Bending the music rules

Ivers' music varies; Irish influence remains a constant


Tonight's Eileen Ivers and Immigrant Soul concert sold out faster than you can say Celtic music, but, weather permitting, those who didn't buy tickets in time can still race for the $5 lawn seating that goes on sale an hour before the show.

Ivers and Immigrant Soul play at 8 p.m. in the Strings Music Tent in Torian Plum Plaza.

Ivers has been bending musical rules since she was a teenager.

Her music eases the listener into a comfortable, recognizable Irish reel, and then it slowly shifts, pulling the listener around the world -- first to Appalachia, then to Africa, Spain and back to Ireland.

It's a musical journey that comes naturally to the first-generation Irish American who grew up in the ethnically diverse Bronx. Her Irish-born parents settled in the city's Irish neighborhood. Blocks away were the Italians, then Germans, then Latinos.
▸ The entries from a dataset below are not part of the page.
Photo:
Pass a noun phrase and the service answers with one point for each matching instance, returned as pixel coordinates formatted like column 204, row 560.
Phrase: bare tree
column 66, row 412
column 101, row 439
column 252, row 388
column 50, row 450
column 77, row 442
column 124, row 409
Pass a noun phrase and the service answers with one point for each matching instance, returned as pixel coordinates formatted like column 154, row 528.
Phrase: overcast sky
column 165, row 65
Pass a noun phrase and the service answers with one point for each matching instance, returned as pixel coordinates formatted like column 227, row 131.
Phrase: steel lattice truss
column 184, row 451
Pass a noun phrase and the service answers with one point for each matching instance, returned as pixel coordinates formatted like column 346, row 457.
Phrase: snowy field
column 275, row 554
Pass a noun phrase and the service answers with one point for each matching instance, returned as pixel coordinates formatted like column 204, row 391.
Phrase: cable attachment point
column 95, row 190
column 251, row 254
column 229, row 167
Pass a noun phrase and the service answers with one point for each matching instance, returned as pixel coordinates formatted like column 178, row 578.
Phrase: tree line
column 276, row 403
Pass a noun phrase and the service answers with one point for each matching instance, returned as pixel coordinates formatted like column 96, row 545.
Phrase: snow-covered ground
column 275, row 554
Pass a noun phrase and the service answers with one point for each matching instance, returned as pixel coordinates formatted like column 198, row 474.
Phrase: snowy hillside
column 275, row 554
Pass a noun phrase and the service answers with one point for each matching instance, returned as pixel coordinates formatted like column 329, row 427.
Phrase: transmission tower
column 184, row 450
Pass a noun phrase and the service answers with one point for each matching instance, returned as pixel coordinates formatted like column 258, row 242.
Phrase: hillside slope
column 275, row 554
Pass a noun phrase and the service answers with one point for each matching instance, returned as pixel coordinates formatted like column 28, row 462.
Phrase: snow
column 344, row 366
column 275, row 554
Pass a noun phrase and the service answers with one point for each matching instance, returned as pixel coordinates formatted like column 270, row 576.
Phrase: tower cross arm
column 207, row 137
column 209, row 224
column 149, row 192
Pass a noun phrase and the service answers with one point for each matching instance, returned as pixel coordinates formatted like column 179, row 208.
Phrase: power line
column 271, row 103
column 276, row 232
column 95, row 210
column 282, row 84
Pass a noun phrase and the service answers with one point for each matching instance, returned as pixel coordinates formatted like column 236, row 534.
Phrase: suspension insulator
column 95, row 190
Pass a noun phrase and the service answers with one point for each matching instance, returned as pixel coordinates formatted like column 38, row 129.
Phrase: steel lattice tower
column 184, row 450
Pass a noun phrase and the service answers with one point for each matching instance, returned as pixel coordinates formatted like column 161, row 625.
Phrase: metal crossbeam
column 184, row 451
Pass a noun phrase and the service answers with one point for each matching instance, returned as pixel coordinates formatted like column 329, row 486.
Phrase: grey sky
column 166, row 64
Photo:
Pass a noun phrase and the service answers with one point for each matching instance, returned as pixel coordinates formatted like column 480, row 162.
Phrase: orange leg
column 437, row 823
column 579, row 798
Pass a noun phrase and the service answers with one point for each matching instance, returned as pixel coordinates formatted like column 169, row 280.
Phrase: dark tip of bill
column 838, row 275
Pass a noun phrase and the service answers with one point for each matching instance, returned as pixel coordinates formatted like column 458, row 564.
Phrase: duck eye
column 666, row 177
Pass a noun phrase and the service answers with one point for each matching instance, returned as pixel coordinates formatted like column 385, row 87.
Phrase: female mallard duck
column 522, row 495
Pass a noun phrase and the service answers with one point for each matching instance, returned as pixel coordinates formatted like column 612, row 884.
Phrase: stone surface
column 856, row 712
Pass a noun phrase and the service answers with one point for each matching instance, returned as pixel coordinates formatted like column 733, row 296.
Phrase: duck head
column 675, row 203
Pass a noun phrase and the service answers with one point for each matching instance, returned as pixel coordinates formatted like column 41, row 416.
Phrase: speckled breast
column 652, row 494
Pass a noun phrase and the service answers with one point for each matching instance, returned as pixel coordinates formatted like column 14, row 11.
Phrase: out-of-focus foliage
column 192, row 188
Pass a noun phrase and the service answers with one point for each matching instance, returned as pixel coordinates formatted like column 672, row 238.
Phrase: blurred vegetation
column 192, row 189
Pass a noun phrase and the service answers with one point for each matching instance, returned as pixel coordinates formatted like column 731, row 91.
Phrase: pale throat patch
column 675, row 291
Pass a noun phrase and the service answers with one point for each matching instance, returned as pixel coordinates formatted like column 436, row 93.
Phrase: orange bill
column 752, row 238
"It was a great way to grow up," Ivers said. "It was a real neighborhood."

Every summer the Ivers family traveled back to Ireland.

"I'm very close to my family over there," she said. "We would go for the summer and be the horrible city kid farmers.

"A lot of Irish moved to America when times were horrible, but now young people are staying there -- even immigrating to Ireland."

Ivers still goes back to Ireland -- she and her husband bought a home there -- three or four times a year, and even though she experiments with the Celtic sound, it is always at the soul of her music.

"It's very important for me to play in Ireland," she said. "I play sessions in pubs over there and get back to what's real -- the core of my music."

Irish audiences have been listening to Ivers' fiddle since she won the All-Ireland Championships as a 9-year-old.

"It was a very different feel then," she said. "Here I was, American born. It was very rare for a Yank to be able to play and feel the music and to be beating Irish-born players."

Ivers is to Celtic music what Joseph Campbell is to religion. She sees the line that runs through the music and, through her travels, notices the same line running through all music.

"There is a swing under the music that exists in American and African music," she said. "Once you get it, once you understand that, it's a testament to how wonderful the music is and how much it has influenced music around the world."

Irish music blends easily with other musical styles because it is melodic and dance-oriented, she said. "You have to be very cold if it doesn't move you.

"You feel the down beat -- clap on the four -- which is a common theme in a lot of music, like old time bluegrass tunes. It all has the same derivative."

Instead of playing with the traditional Irish boron, Immigrant Soul uses bigger African drums, such as congas, to carry the beat.

"We'll use this really bubbling South African base line to fill in the cracks of the tune. That world rhythm underpins the tune," she said. "You barely know it's there, it's just another level of musical depth."

Ivers and Immigrant Soul just played in Norway and Sweden and were introduced to Hardinger fiddle music of Norway.

"We had a session and my ears were wide open to the Celtic music that ran through it and the Appalachian sound," she said. "That's exciting."

Ivers' latest album, recorded with Immigrant Soul, follows three solo albums, countless compilation albums, a stint with "Riverdance" and 30-plus medals in the All-Ireland Championships.

Ivers plays an electric fiddle and walks up and down the aisles as she plays. Ivers and Immigrant Soul recently played three sold-out shows at the Kennedy Center with the National Symphony Orchestra.

"I was going up and down the aisles and there were these beautifully dressed people high-fiving each other. It was what Irish music should me. When it works, it gets across on these serious emotional and social levels. It's my chance to break down the fourth wall."